(――不思議だ)
さっきまでは、あんなに怖くて苦しくて、辛かったのに。
真弘と目を合わせれば合わせるほど彼が愛おしくてたまらなくて、死ぬことへの恐怖より彼の幸せに貢献出来ることの方が嬉しくなっていく。
私が死ねば、真弘が生贄にされる可能性は限りなくゼロになる。
そう考えるだけで、自分がこのまま死ぬことが喜ばしいことにさえ思えた。

「真弘、もう帰って、私が死ぬまでは絶対にここには来ないで。それで、幸せになって?どうせ死ぬんだからみんなの役に立ちたいの」
真弘をじっと見つめる優は、いっそ泣きたくなるほどやさしい微笑みを浮かべていた。
頬の肉が落ちてひどくほっそりとしていて、顔色がいいなんて到底言えないような風貌なのに、微笑む優には儚さなんて一欠片もなかった。
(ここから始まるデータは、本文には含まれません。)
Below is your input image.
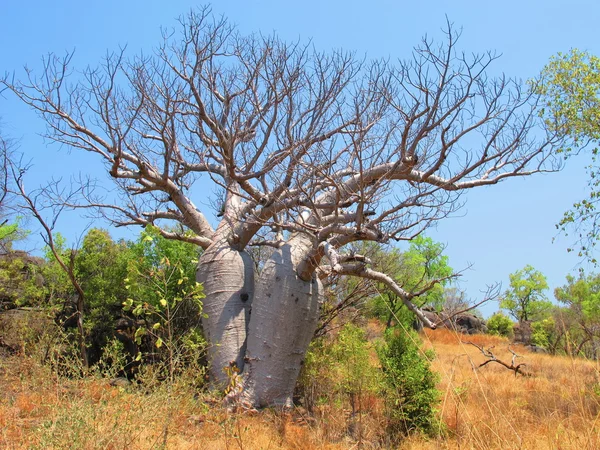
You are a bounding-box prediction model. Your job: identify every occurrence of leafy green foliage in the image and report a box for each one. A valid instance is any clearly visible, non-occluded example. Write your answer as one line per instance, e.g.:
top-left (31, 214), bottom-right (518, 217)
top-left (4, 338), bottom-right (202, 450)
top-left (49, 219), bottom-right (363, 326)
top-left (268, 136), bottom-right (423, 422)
top-left (123, 227), bottom-right (205, 381)
top-left (377, 329), bottom-right (441, 435)
top-left (500, 265), bottom-right (552, 322)
top-left (74, 229), bottom-right (130, 362)
top-left (536, 49), bottom-right (600, 263)
top-left (371, 236), bottom-right (453, 327)
top-left (487, 312), bottom-right (513, 337)
top-left (299, 323), bottom-right (380, 412)
top-left (554, 272), bottom-right (600, 359)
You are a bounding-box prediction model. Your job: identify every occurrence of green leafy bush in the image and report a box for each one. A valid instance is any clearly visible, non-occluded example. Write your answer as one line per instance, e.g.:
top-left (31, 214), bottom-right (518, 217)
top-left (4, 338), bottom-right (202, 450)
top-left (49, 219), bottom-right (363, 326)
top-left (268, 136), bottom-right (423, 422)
top-left (487, 312), bottom-right (514, 337)
top-left (377, 329), bottom-right (440, 438)
top-left (299, 323), bottom-right (381, 413)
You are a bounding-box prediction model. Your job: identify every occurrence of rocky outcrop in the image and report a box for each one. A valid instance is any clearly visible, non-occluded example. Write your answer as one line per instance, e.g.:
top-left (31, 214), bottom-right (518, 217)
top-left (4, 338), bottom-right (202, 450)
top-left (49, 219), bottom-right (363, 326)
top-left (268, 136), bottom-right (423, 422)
top-left (513, 320), bottom-right (533, 345)
top-left (415, 307), bottom-right (487, 334)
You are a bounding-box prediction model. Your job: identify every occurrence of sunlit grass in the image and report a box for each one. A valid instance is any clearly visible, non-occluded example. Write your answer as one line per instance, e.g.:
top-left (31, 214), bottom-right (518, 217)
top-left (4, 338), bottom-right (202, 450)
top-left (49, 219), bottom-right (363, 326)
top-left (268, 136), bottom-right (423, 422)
top-left (0, 325), bottom-right (600, 449)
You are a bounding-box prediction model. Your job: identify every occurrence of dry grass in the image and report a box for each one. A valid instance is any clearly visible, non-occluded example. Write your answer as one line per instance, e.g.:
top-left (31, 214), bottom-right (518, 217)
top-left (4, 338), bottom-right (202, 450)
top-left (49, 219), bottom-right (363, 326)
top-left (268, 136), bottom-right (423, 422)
top-left (0, 330), bottom-right (600, 450)
top-left (420, 330), bottom-right (600, 449)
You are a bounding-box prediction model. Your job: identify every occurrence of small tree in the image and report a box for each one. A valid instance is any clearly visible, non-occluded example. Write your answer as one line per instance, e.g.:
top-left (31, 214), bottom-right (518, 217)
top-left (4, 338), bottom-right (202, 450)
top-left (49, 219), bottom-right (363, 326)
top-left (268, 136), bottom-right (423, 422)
top-left (487, 312), bottom-right (513, 337)
top-left (536, 49), bottom-right (600, 263)
top-left (500, 265), bottom-right (552, 322)
top-left (377, 328), bottom-right (441, 436)
top-left (554, 272), bottom-right (600, 359)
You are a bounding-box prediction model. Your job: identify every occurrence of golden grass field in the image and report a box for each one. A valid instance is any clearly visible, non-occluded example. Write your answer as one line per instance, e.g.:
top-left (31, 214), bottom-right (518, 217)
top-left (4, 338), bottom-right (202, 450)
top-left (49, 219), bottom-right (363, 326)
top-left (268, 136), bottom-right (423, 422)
top-left (0, 330), bottom-right (600, 450)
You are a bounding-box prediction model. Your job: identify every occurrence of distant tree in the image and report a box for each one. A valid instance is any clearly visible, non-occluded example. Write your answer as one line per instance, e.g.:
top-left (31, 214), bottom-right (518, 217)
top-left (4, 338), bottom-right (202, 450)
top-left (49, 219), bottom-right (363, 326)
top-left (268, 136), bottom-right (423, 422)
top-left (500, 265), bottom-right (552, 322)
top-left (486, 312), bottom-right (513, 337)
top-left (0, 8), bottom-right (561, 406)
top-left (554, 273), bottom-right (600, 359)
top-left (536, 49), bottom-right (600, 263)
top-left (370, 235), bottom-right (458, 328)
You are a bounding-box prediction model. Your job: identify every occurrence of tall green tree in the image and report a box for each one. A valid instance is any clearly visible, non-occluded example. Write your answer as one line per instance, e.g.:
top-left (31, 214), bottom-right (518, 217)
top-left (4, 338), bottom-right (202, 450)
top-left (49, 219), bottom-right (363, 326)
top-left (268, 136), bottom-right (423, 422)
top-left (372, 236), bottom-right (456, 328)
top-left (500, 265), bottom-right (552, 322)
top-left (554, 273), bottom-right (600, 359)
top-left (536, 49), bottom-right (600, 263)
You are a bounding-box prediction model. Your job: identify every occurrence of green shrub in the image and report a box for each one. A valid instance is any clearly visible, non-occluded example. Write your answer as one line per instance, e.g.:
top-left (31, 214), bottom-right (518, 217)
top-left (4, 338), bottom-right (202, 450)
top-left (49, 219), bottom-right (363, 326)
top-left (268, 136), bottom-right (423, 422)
top-left (299, 323), bottom-right (381, 413)
top-left (531, 318), bottom-right (556, 348)
top-left (487, 312), bottom-right (514, 337)
top-left (377, 329), bottom-right (440, 438)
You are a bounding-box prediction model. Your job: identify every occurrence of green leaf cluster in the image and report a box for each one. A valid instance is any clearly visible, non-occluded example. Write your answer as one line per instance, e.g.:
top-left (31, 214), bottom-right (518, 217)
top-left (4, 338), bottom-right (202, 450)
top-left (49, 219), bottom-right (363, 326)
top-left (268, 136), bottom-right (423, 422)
top-left (500, 265), bottom-right (552, 322)
top-left (487, 312), bottom-right (514, 337)
top-left (377, 328), bottom-right (441, 435)
top-left (534, 49), bottom-right (600, 263)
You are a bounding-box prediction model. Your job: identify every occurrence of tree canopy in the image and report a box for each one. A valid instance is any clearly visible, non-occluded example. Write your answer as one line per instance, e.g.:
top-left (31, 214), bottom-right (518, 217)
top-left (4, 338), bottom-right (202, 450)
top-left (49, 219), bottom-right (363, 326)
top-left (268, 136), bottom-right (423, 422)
top-left (500, 265), bottom-right (552, 322)
top-left (536, 49), bottom-right (600, 263)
凛とした存在感を纏って、真弘を見つめていた。
「…ね、真弘。私達、ずっと一緒だったね。私と、真弘と、祐一と、3人でずーっと一緒だったよね。守護者は他にもいて…拓磨や慎二、大蛇さんも美鶴ちゃんもいたけど、私達3人は特に仲が良かったと思う。だからね、私がいなくなって暫くは、寂しいと思うかもしれない」

――思うかもしれない。
真弘は胸中で優の言葉を鸚鵡返しにした。
動かない口、動かない頭のままぼんやりと優を見つめ返しながら、思うかもしれないという言葉だけが引っかかった。
「でも、きっといつかは忘れられるから。私のことを忘れて、素敵な女性(ひと)と出逢って、幸せになれる。…むしろ、もう会ってるのかな?」
こんな状況だと言うのに、優は悪戯っぽい表情を見せていた。

「忘れられるわけ、ねぇだろ」
「忘れられるよ」
「無理に決まってる」
「絶対大丈夫」
だって、と優は綺麗に笑った。
「――真弘には、珠紀ちゃんがいるでしょ?」

――瞬間、働くことをやめていた脳が突然動きだし、真っ赤に灼けたような気がした。
(ふざけんな、ふざけんな、ふざけんな――ッ!!)
余りの激情に言葉も出ない。
微笑む優の静けさが余計に怒りを煽る。塞がれたような喉を無理やりこじ開けて叫んだ。
「ッ俺は!!お前が大事なんだよこのバカ!!」

その叫びを聞いて、優は余りの幸福感に心中で嘆息した。
いっそ泣きたくなるくらいに幸せだった。幸せで、しあわせで、――苦しかった。
(大事だって言ってくれるんだね)
――でも、真弘が愛したのは玉依姫だ。
「…ありがとう、真弘」
くしゃりと切なげに微笑む優に、真弘は歯噛みする。

「なんでそんなに死のうとするんだよ…ッなんでそんなに諦めてんだよ!!」
「ばか、真弘、これは治らないんだよ?」
優が浮かべたしょうがないなぁとでもいうような苦笑が真弘には許せなかった。
諦めきっているその表情を脳で噛み砕くよりも先に拒否感が呼び起こされて、また叫ぶ。
「ふざけんな!俺は諦めねぇ!」
「真弘…」
「お前が死ぬなんて、認めてたまるか!お前が諦めようが、俺は、絶対…っ!!」 
喉が痛かった。熱いものがこみ上げてくる感覚。怒り、悔しさ、悲しみ、――色々な感情が混ざりあって、熱になって、真弘から出ていこうともがいていた。

「…ッんでだよ…!なんで、お前が…っ!!」
ぼろ、と堪えきれなかった熱が零れた。そのまま堰を切ったように次々と生まれては真弘の頬を伝っていく。
歯を食いしばって唸り声をあげて、真弘は顔を隠すように俯いて泣いた。
――いつも明るくて強かった優が諦めに身を浸しているのが、ひどくやるせない。

――何より、優をそこから引き上げてやることも出来ない自分が、憎くてたまらなかった。